The environment on the moon is still unabated. It is ice cold in the shade where it is ice, and devastatingly hot from it; almost certainly too difficult for life. And that is not to begin with the radiation that the surface of the Moon is beating.

Of course we can not say with certainty that there are no extraterrestrial beings; nobody can do it until we have searched the whole moon. There may be life forms that look very different from what we expect and that can live in a very difficult environment – we have certainly found such organisms here on earth.

There are, in any case, much better moons to hunt for extraterrestrials in our own solar system. Scientists are very enthusiastic about discoveries from the moons of Enupadus and Europe from Jupiter, for example, which both seem to contain many more ingredients needed for life than our relatively bare satellite.

And it is also worth noting that some scientists have suggested that there could ever be life on the moon, even if it is no longer there.

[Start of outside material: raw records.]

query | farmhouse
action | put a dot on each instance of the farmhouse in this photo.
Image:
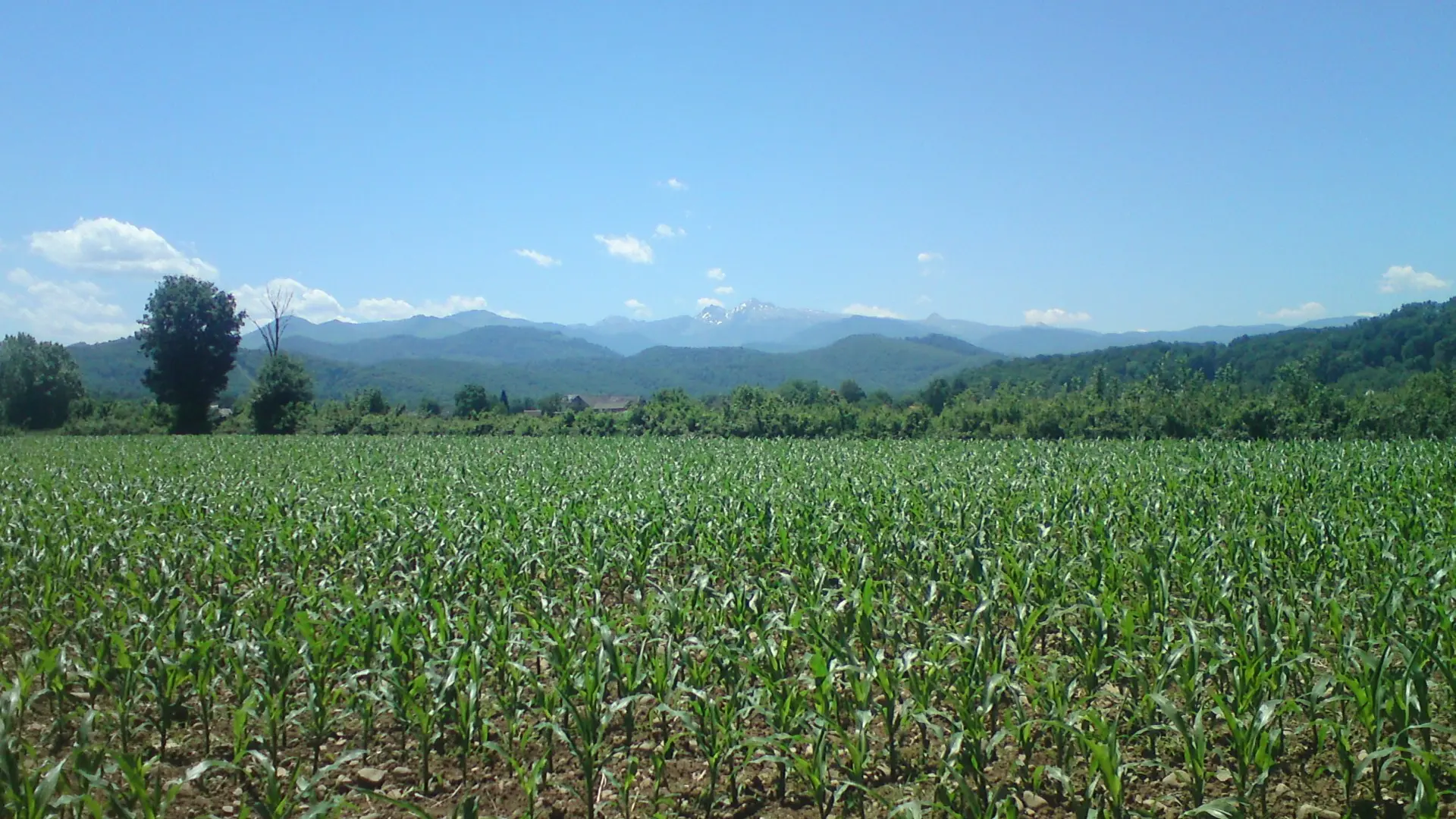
(601, 403)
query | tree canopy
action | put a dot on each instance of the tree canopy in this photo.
(190, 328)
(38, 382)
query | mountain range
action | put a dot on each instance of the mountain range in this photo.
(708, 353)
(769, 328)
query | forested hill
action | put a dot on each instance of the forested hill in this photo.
(899, 366)
(1373, 353)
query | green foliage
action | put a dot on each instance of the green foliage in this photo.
(723, 627)
(472, 400)
(283, 397)
(190, 328)
(38, 382)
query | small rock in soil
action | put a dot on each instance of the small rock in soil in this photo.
(370, 777)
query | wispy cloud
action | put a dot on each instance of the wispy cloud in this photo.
(107, 245)
(1056, 316)
(538, 257)
(309, 303)
(873, 311)
(1304, 312)
(316, 305)
(1401, 279)
(628, 248)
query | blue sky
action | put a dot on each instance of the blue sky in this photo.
(1111, 167)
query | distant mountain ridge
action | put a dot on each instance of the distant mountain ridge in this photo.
(762, 325)
(555, 363)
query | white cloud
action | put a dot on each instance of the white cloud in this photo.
(1056, 316)
(1401, 279)
(856, 309)
(453, 305)
(384, 309)
(107, 245)
(1304, 312)
(538, 257)
(628, 248)
(61, 311)
(309, 303)
(316, 305)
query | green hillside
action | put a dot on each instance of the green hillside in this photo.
(1373, 353)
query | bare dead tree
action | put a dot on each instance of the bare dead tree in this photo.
(280, 303)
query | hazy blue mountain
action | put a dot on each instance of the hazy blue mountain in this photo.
(114, 369)
(482, 344)
(769, 328)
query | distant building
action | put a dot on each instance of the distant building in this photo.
(601, 403)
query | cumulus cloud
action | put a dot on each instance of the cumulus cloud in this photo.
(309, 303)
(538, 257)
(107, 245)
(316, 305)
(1304, 312)
(1401, 279)
(60, 311)
(1056, 316)
(384, 309)
(628, 248)
(856, 309)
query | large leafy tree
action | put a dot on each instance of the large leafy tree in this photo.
(38, 382)
(283, 395)
(191, 333)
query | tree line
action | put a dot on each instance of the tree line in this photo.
(191, 331)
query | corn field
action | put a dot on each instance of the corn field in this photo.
(721, 630)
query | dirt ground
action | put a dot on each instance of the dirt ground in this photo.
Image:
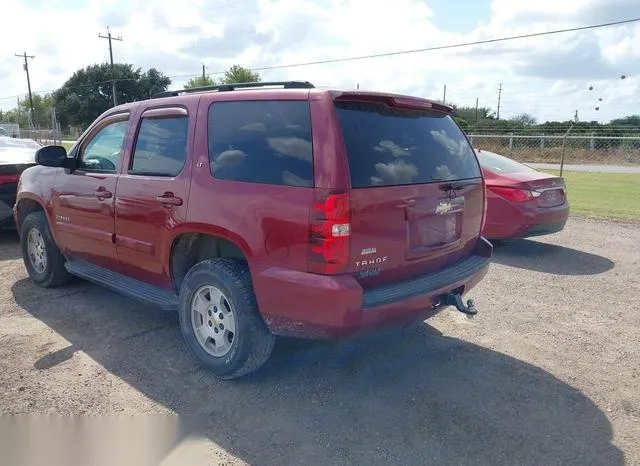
(547, 373)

That is probably not particularly reassuring if you are eager to meet extraterrestrials – but whatever life we ​​find on any moon in the neighborhood would probably be very simple organisms, so it's unlikely that you'll be with us anyway. talk.

Can we live there?

The much more attractive prospect for life on the moon is if we do not look for it ourselves, but look for it. The life we ​​were looking for can be ours.

The researchers behind the new article noted that their discovery is intriguing for those who hope to use the surface of the moon as a base, or as a place to move away to other distant parts of the solar system.

"We found direct and definitive evidence for surface exposed water ice in the moon polar regions," the researchers in the new newspaper, which is published in the journal Proceedings of the National Academy of Sciences.

"The abundance and distribution of ice on the moon are different from those of other airless bodies in the inner solar system such as Mercury and Ceres, which may be associated with the unique formation and evolution process of our Moon.

"These ice deposits can be used as in-situ resources in future explorations of the moon."

Although we may be able to take on the important parts of the infrastructure for life on the Moon – the technology that would enable us to breathe and protect ourselves from the harsh conditions – it will be far too much resource cost to take supplies as water at the same time. So things like water are the key to settle on the moon.